At twenty, I was a young bride. Granted, early loss and later family friction forced me to grow up in certain ways. I had been financially independent for three years. Nevertheless, one of the tacit agreements in our relationship was that my first-born husband would take care of me and I, the youngest in my family, would be taken care of. Curt was only nine months older than me, but I was younger in many, many ways. Thus ends the setting of my story.
One Sunday morning [isn’t it always Sunday morning?], three months into our marriage, we had an argument. Who knows the whys or the wherefores. We disagreed on some decision, and I was adamant in wanting my own way. As our little white Toyota pickup drove down Olehanson Road I burst into tears. Not tears of grief, but tears of thwarted desire. By the time we turned onto Old Highway 101, Curt had relented, capitulated, backed-off, reversed.
I had hardly finished wiping my face and blowing my nose when I took a few slow, deep breaths. An incipient smile began shaping itself on my face. Something between a giggle and a chuckle came out of my mouth. What made me say the next words? Where was the governor of my mouth that moment?
“I can make you do anything I want.”
The words hung, suspended in the cab of the truck, for an eternity.
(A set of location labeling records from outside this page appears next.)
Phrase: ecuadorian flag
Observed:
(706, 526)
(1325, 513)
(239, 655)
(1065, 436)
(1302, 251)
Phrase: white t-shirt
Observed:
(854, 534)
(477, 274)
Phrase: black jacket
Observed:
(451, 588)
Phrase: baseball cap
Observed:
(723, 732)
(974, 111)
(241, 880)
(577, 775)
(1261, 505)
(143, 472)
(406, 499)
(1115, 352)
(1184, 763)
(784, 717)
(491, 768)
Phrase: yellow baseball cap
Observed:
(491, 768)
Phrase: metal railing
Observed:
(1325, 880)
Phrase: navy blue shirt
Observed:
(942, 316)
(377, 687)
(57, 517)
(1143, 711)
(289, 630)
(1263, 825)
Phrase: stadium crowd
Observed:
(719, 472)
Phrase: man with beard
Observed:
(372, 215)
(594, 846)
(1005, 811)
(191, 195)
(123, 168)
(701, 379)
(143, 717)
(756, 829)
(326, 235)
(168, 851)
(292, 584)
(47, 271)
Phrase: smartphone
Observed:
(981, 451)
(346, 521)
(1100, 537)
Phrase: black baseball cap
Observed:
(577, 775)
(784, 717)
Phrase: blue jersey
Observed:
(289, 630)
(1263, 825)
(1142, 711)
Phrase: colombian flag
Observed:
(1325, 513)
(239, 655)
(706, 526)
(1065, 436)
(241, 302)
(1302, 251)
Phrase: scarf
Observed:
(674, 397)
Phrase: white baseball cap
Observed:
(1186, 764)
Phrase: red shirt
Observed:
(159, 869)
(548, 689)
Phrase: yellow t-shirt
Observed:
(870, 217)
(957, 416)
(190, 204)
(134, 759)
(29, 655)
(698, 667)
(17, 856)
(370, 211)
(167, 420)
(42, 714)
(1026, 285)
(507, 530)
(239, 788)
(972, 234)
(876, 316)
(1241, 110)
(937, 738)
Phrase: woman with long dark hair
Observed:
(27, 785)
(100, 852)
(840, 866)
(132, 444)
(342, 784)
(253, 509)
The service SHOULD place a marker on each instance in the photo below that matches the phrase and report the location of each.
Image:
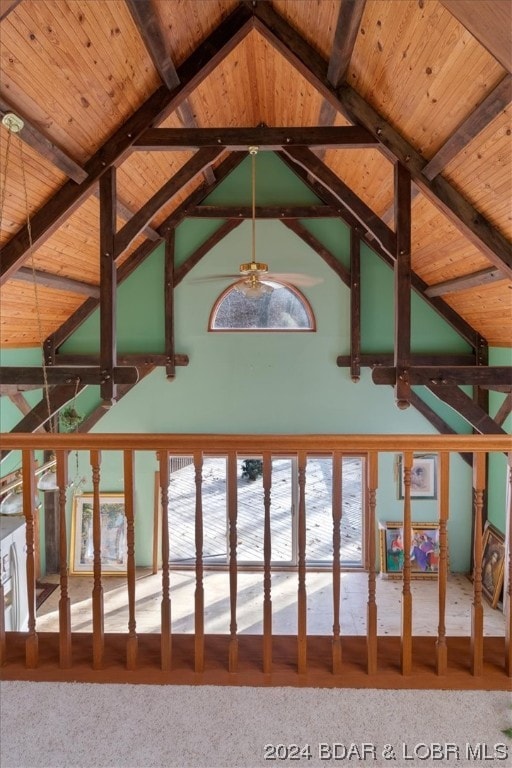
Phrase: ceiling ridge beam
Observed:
(499, 98)
(462, 327)
(69, 326)
(345, 99)
(156, 108)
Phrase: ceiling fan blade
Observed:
(296, 278)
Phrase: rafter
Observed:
(156, 108)
(313, 67)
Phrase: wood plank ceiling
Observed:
(429, 80)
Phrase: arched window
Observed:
(283, 308)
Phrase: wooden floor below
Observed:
(284, 652)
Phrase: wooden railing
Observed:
(375, 661)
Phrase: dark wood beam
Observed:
(373, 359)
(57, 282)
(33, 137)
(479, 118)
(108, 285)
(470, 411)
(464, 283)
(445, 197)
(6, 6)
(182, 271)
(148, 25)
(402, 284)
(262, 212)
(439, 305)
(156, 108)
(137, 360)
(437, 422)
(347, 200)
(347, 26)
(170, 366)
(12, 374)
(59, 336)
(504, 410)
(443, 376)
(192, 168)
(265, 138)
(355, 306)
(490, 22)
(319, 248)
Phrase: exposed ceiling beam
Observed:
(439, 305)
(479, 118)
(32, 136)
(265, 138)
(12, 374)
(446, 376)
(262, 212)
(6, 6)
(465, 407)
(57, 282)
(156, 108)
(192, 168)
(313, 67)
(62, 333)
(319, 248)
(490, 21)
(464, 283)
(156, 42)
(349, 19)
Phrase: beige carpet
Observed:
(50, 725)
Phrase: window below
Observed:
(284, 308)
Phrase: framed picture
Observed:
(423, 554)
(113, 534)
(493, 563)
(423, 477)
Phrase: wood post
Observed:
(442, 575)
(406, 634)
(65, 652)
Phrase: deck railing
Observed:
(371, 660)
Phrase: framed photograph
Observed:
(493, 563)
(113, 534)
(423, 477)
(423, 554)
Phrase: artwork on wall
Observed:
(423, 554)
(493, 563)
(112, 531)
(423, 477)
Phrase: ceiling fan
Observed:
(253, 278)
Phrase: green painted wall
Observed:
(266, 382)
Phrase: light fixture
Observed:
(251, 286)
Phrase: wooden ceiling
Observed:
(429, 81)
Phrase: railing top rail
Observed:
(247, 443)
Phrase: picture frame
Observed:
(423, 477)
(424, 552)
(493, 564)
(114, 556)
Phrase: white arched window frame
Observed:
(284, 309)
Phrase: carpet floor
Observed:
(69, 725)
We were both shocked.
It was a silent, sober and subdued young couple that arrived at church that morning.
I didn’t see myself as a manipulative wench. I thought I was a loving wife. But the words said something entirely different. Curt didn’t recognize the pattern that had been developing until it smacked him in his eardrums.
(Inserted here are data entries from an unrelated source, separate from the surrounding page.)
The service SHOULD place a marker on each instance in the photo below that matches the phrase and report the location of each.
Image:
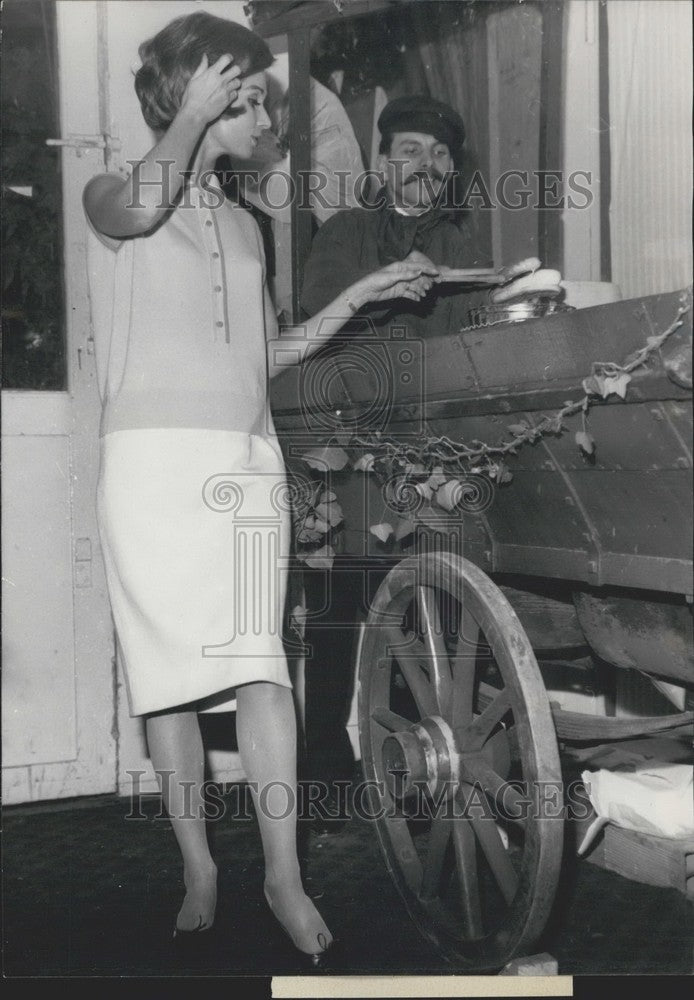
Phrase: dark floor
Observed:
(88, 892)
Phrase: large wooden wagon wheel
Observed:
(461, 760)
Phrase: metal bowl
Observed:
(514, 312)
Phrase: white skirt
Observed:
(195, 531)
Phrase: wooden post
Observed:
(300, 155)
(550, 242)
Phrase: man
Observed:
(420, 153)
(420, 148)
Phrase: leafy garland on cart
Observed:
(426, 473)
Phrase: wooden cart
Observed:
(575, 555)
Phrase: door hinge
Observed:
(109, 143)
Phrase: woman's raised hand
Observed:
(211, 89)
(403, 279)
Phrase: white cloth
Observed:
(194, 528)
(181, 317)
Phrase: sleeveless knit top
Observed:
(180, 320)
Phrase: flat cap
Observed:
(418, 113)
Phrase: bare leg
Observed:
(175, 745)
(266, 731)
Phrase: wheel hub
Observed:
(423, 755)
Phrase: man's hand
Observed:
(402, 279)
(421, 259)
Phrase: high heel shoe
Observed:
(321, 959)
(186, 935)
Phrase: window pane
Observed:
(33, 310)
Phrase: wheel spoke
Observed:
(466, 864)
(463, 670)
(476, 770)
(433, 866)
(391, 721)
(422, 691)
(479, 731)
(497, 857)
(437, 655)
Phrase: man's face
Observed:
(416, 168)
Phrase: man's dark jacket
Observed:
(358, 241)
It was God’s mercy, Kyrie Eleison, that turned the filter off, and let those words tumble out the instant they came into my head. From that moment, we both knew that things would be different. I apologized, crying tears of grief this time–grief at my selfish pigheadedness.
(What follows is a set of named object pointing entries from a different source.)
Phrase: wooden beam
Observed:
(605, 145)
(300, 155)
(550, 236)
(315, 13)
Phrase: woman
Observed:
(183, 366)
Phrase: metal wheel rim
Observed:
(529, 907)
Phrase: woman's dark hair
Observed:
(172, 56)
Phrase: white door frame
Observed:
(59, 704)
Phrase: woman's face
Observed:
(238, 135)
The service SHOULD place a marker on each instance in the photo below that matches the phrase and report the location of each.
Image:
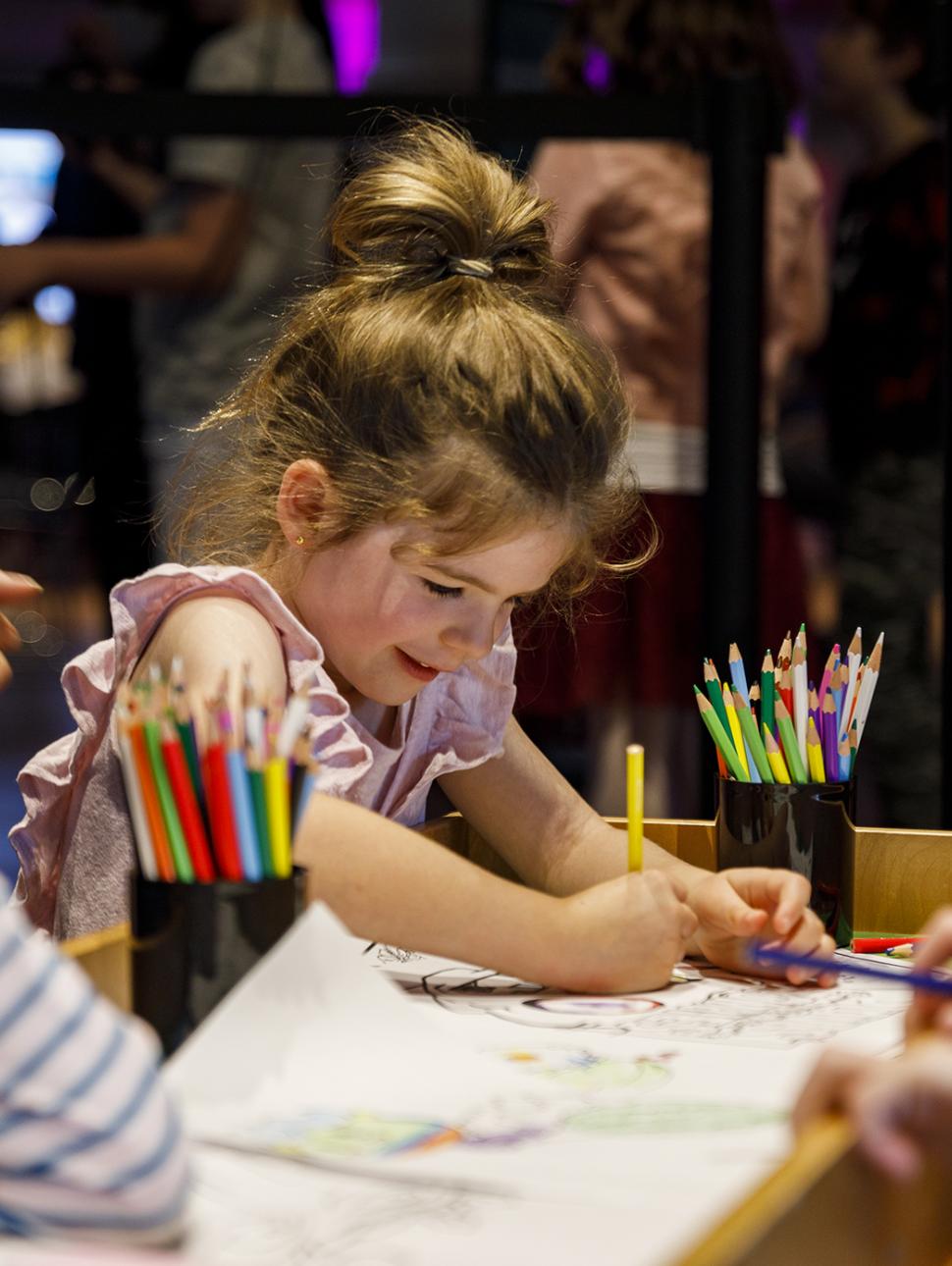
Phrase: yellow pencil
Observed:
(634, 769)
(776, 758)
(279, 813)
(815, 752)
(732, 719)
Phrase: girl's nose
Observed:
(472, 637)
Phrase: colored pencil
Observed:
(845, 763)
(798, 673)
(828, 738)
(736, 736)
(785, 693)
(815, 754)
(276, 798)
(767, 691)
(738, 677)
(787, 740)
(634, 788)
(854, 656)
(136, 809)
(832, 659)
(775, 756)
(877, 944)
(719, 734)
(186, 802)
(926, 981)
(184, 869)
(149, 799)
(754, 742)
(712, 684)
(185, 724)
(218, 797)
(868, 688)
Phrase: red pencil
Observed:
(149, 800)
(186, 803)
(218, 797)
(876, 944)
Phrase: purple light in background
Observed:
(598, 70)
(354, 31)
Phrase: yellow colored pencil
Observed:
(775, 756)
(279, 809)
(634, 772)
(815, 752)
(737, 737)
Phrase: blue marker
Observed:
(933, 983)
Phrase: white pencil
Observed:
(798, 680)
(869, 684)
(854, 658)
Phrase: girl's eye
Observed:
(441, 590)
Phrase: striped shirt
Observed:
(88, 1138)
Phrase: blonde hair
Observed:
(433, 376)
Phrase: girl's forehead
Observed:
(529, 554)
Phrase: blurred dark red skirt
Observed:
(642, 638)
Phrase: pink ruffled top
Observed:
(75, 843)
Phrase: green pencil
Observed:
(755, 743)
(767, 691)
(170, 813)
(719, 734)
(712, 684)
(791, 749)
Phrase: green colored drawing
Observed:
(663, 1117)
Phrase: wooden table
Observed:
(824, 1205)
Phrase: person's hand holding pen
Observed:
(736, 905)
(899, 1107)
(14, 588)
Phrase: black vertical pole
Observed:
(739, 117)
(943, 42)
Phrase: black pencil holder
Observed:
(802, 827)
(193, 942)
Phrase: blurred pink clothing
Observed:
(634, 218)
(75, 843)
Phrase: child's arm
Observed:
(389, 884)
(555, 841)
(88, 1139)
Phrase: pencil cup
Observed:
(802, 827)
(193, 942)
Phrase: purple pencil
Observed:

In the thirty years of our marriage, we have probably had half a dozen decisions where we strongly disagreed. We have hashed out our arguments, talked through the issues, supported our positions. But we have always agreed that the last word was Curt’s, that he, as my husband, was the head. Several key decisions in our marriage that were initially very painful for me have turned out to be “hallelujahs” in my life, occasions to be thankful for the wisdom of a godly husband. He didn’t turn out to be a tyrant. But, thank God, he is not a pansy.
Happy Anniversary, Babe. You are The Best!